Foi com a morte da velhota, a mãe de Nell, que as pessoas da vila, e em especial o médico, tomaram conhecimento da existência desta rapariga, que cresceu e viveu sempre isolada, sem qualquer contacto com outra pessoa que não a sua mãe. Desta forma, a Nell não foi socializada a partir da infância, como acontece com as crianças que vivem em sociedade, uma vez que foi levada a adoptar um modo de vida afastada da mesma e dos seus benefícios e inconvenientes, sem aquilo que todos aceitamos como fundamental – água canalizada, luz eléctrica, etc. -, sem os agentes de socialização que a levassem a adoptar os comportamentos padronizados reconhecidos e aceites pela sociedade.

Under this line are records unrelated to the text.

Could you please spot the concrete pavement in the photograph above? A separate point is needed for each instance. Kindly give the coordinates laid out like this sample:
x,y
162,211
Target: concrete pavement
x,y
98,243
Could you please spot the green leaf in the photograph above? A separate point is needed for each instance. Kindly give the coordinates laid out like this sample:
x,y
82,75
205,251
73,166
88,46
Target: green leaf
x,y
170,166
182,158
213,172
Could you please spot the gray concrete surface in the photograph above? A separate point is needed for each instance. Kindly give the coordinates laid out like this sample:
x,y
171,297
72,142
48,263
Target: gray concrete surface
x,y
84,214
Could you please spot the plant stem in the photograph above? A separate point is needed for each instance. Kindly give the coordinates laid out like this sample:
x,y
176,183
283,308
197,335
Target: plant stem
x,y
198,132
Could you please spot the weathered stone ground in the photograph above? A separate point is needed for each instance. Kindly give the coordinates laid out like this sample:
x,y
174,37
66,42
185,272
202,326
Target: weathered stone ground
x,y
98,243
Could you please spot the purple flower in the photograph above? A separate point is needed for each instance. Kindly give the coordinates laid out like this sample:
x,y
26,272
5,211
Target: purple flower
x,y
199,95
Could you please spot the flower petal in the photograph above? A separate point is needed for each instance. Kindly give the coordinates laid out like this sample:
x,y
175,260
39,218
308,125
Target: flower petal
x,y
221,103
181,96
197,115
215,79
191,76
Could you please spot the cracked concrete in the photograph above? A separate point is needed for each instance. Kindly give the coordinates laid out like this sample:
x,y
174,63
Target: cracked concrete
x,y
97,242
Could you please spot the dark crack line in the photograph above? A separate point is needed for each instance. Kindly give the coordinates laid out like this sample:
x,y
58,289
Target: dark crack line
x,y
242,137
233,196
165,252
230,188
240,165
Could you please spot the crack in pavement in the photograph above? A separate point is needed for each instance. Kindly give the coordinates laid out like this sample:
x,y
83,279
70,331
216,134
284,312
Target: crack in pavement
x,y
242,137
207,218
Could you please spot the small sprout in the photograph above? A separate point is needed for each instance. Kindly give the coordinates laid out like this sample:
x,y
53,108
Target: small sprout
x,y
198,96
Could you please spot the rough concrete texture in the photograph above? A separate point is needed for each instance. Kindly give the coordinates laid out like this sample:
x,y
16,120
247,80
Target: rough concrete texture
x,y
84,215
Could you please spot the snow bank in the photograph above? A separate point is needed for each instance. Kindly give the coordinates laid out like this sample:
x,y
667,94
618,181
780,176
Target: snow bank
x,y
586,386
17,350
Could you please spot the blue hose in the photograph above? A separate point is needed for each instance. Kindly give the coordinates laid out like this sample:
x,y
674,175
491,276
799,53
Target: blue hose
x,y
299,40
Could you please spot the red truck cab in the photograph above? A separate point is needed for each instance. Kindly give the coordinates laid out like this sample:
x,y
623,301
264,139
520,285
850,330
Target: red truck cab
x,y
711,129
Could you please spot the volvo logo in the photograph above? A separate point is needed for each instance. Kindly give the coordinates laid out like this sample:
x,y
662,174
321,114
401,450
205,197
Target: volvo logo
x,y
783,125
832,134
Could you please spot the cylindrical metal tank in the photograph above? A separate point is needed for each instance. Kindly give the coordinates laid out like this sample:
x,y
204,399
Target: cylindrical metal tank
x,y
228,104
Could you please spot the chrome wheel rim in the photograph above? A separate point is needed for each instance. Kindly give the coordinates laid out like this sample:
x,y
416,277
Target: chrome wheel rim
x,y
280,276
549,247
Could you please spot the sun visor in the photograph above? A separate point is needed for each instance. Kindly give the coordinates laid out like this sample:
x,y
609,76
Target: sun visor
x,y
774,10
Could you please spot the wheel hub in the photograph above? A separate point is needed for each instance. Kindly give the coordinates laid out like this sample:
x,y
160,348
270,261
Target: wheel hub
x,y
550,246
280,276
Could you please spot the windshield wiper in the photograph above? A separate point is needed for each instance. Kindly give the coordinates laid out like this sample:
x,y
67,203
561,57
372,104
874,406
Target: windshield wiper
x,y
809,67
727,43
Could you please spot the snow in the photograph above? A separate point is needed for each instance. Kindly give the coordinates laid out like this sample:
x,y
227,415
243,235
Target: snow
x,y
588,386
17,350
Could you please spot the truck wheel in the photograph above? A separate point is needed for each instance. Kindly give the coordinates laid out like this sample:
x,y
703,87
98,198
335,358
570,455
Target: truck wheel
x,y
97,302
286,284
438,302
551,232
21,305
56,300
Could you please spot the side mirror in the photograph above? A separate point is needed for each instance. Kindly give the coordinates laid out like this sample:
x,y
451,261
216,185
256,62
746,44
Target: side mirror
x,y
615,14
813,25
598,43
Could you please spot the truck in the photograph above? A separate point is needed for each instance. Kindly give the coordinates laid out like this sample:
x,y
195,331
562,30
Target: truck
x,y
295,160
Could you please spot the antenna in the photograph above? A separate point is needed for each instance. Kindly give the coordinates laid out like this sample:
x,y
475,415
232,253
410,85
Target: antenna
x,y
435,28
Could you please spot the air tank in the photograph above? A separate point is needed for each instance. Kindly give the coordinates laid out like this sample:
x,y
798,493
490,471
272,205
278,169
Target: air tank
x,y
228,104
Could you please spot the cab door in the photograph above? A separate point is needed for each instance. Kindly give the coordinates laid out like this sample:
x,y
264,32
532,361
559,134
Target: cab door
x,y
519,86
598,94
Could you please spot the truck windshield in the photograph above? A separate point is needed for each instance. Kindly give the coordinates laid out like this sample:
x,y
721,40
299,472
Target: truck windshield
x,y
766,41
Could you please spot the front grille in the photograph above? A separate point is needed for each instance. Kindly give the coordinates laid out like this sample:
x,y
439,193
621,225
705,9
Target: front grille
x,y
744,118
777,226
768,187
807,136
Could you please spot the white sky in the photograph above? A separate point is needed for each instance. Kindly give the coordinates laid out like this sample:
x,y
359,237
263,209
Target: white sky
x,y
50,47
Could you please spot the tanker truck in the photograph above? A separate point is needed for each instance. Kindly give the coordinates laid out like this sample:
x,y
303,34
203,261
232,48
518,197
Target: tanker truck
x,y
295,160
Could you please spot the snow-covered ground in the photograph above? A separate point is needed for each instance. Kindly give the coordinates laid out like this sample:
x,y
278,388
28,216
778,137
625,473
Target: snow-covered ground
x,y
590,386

A revelação do modo de vida de Nell e sua mãe provocaram assim a curiosidade das pessoas, levando-as a quererem estudá-la como se se tratasse de uma simples cobaia de laboratório, ou socializá-la, mesmo que à força.

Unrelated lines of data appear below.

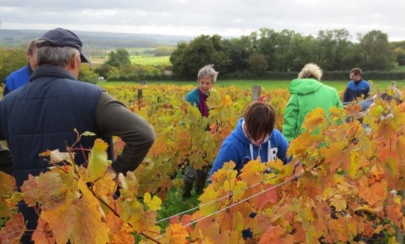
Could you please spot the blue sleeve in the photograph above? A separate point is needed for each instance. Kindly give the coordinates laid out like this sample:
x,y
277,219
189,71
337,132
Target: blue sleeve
x,y
346,95
192,99
282,145
366,94
226,153
7,86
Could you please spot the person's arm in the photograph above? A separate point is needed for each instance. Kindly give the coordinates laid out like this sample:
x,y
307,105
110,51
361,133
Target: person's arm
x,y
282,147
226,153
346,95
114,119
338,102
6,89
289,127
367,91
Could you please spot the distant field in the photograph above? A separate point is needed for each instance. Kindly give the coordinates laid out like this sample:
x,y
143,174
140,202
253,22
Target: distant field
x,y
143,60
399,69
150,60
266,84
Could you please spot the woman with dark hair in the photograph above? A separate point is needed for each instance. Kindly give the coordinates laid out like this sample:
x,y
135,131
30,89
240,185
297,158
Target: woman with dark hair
x,y
253,136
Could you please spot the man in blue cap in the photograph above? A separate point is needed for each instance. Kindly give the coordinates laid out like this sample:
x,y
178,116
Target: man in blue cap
x,y
43,115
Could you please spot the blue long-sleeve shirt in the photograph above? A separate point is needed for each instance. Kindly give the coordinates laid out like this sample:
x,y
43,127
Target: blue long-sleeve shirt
x,y
238,148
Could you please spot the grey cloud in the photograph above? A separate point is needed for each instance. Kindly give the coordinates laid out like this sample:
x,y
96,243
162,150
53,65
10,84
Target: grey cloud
x,y
303,16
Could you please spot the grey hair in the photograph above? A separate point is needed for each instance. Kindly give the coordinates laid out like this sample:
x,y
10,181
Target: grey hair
x,y
311,71
208,70
32,46
57,56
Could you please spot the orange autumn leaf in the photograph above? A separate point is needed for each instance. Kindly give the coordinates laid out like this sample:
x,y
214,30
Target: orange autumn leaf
x,y
98,160
13,230
78,220
177,233
7,184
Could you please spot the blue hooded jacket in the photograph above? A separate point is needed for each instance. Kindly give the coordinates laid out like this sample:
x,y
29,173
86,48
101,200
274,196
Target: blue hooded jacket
x,y
238,148
17,79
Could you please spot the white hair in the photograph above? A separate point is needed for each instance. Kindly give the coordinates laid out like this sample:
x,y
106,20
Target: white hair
x,y
311,71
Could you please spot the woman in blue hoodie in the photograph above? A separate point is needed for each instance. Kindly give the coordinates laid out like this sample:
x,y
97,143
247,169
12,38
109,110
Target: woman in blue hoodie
x,y
253,136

Uma vez que a criança ao nascer é um ser não cultural, pois a cultura não depende da herança biológica, a Nell era, aquando da morte da mãe, um ser praticamente culturalmente em branco. Pouco tinha apreendido da cultura ocidental – somente aquilo que a sua mãe (único agente de socialização) lhe tinha transmitido. O facto de o comportamento de Nell não ser instintivo, mas antes o resultado daquilo que a mãe lhe tinha ensinado – como o costume de ficar parada nas pedras em cima do rio a fazer movimentos «pouco normais» -, vem comprovar que o comportamento individual não é instintivo, mas sim o produto da socialização a que somos sujeitos e através da qual aprendemos os comportamentos padronizados associados aos papéis sociais que poderemos eventualmente desempenhar, e que fazem com que os nossos comportamentos sejam sempre, ainda que de forma inconsciente, comportamentos sociais.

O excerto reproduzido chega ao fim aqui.